O papa lembrou os que sofreram por causa de graves catástrofes naturais, em particular no Brasil, Colômbia, Vietnã, Mianmar, China, Filipinas, América Central e Caribe, ou por causa de sangrentos conflitos nacionais ou regionais e de atentados terroristas que espalharam morte e destruição em países como Afeganistão, Índia, Paquistão e Argélia.
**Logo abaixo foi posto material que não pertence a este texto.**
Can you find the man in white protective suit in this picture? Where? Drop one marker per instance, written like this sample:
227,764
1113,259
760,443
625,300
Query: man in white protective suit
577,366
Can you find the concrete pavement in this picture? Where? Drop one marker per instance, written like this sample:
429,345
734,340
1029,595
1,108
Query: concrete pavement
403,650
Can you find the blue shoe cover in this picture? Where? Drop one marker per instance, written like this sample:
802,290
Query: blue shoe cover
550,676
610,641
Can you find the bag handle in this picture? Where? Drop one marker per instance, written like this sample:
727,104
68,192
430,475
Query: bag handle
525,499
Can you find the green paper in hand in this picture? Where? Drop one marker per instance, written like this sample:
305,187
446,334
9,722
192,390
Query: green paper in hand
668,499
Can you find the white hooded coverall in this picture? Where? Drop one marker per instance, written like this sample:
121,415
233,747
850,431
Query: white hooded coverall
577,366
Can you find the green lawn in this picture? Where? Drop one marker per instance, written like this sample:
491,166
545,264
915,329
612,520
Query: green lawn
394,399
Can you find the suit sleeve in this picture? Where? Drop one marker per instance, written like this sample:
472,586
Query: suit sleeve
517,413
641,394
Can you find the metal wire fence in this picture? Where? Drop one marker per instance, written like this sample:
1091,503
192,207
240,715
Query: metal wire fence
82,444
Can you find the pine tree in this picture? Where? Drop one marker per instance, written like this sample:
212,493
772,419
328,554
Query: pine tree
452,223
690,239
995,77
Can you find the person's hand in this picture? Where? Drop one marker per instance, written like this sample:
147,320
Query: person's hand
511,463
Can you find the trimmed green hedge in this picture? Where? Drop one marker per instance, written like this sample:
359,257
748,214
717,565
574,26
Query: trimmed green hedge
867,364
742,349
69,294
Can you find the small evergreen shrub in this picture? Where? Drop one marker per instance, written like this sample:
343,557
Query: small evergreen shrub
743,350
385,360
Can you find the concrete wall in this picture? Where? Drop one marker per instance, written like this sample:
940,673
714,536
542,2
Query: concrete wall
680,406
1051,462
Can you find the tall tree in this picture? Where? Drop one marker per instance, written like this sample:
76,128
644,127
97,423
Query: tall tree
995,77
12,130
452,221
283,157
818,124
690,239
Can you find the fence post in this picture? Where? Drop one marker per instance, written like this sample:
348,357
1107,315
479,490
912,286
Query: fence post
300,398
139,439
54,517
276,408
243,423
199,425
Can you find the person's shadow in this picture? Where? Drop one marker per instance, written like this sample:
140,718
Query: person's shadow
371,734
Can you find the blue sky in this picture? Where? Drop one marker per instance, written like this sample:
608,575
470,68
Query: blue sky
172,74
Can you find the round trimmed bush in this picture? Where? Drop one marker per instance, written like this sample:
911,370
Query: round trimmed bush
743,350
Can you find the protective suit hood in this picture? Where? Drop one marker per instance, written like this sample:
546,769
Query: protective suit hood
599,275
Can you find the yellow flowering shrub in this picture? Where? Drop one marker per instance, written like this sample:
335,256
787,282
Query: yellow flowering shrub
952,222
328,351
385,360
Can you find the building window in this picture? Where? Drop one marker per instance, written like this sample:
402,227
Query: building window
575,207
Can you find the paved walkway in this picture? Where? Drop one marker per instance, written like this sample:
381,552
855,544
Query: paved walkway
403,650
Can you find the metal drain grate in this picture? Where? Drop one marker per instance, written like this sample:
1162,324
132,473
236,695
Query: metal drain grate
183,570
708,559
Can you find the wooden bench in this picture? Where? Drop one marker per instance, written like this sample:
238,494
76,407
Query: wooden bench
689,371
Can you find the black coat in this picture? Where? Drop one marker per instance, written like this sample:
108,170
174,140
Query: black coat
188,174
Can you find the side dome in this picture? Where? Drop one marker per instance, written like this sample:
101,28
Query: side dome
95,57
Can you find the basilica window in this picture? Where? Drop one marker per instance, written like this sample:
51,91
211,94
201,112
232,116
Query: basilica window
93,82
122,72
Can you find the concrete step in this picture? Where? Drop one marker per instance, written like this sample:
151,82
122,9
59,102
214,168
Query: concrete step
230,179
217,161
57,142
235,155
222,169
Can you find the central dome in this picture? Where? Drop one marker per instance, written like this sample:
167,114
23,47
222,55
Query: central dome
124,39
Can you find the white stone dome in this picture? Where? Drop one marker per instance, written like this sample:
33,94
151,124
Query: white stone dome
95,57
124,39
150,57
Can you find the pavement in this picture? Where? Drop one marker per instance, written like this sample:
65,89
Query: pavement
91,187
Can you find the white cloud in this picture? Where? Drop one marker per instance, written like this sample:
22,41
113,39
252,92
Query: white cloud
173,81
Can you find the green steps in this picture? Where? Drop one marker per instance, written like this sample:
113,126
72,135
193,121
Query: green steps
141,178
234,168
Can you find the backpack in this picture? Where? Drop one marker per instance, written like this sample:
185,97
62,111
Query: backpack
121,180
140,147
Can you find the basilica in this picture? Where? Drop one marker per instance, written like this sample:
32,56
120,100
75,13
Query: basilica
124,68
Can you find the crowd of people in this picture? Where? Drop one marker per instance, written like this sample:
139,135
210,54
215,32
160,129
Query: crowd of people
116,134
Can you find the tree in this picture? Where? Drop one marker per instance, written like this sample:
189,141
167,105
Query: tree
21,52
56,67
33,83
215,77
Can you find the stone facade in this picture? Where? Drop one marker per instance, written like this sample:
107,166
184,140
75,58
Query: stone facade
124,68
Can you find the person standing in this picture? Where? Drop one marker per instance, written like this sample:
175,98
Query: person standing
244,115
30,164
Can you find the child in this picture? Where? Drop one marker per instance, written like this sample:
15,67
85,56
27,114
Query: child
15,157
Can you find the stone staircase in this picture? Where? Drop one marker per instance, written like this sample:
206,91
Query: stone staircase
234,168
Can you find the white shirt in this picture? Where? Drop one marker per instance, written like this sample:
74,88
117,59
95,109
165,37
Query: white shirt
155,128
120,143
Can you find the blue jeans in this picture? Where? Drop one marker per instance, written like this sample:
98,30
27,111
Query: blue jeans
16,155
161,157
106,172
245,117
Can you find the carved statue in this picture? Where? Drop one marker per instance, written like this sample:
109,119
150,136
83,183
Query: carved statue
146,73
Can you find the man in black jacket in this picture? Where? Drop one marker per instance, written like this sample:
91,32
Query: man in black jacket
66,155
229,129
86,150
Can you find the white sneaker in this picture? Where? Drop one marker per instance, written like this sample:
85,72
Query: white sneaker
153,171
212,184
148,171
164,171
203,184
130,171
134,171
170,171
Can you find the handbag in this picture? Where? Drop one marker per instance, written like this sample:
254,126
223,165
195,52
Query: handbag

"Apesar dos muitos esforços realizados, a tão desejada paz ainda está distante, mas não se deve desanimar nem atenuar o compromisso a favor de uma autêntica cultura de paz, mas, pelo contrário, redobrar os esforços a favor da segurança e do desenvolvimento".

Segundo o papa, é urgente adotar uma estratégia eficaz para combater a fome e favorecer o desenvolvimento agrícola local, mais ainda quando a porcentagem de pobres aumenta inclusive nos países ricos.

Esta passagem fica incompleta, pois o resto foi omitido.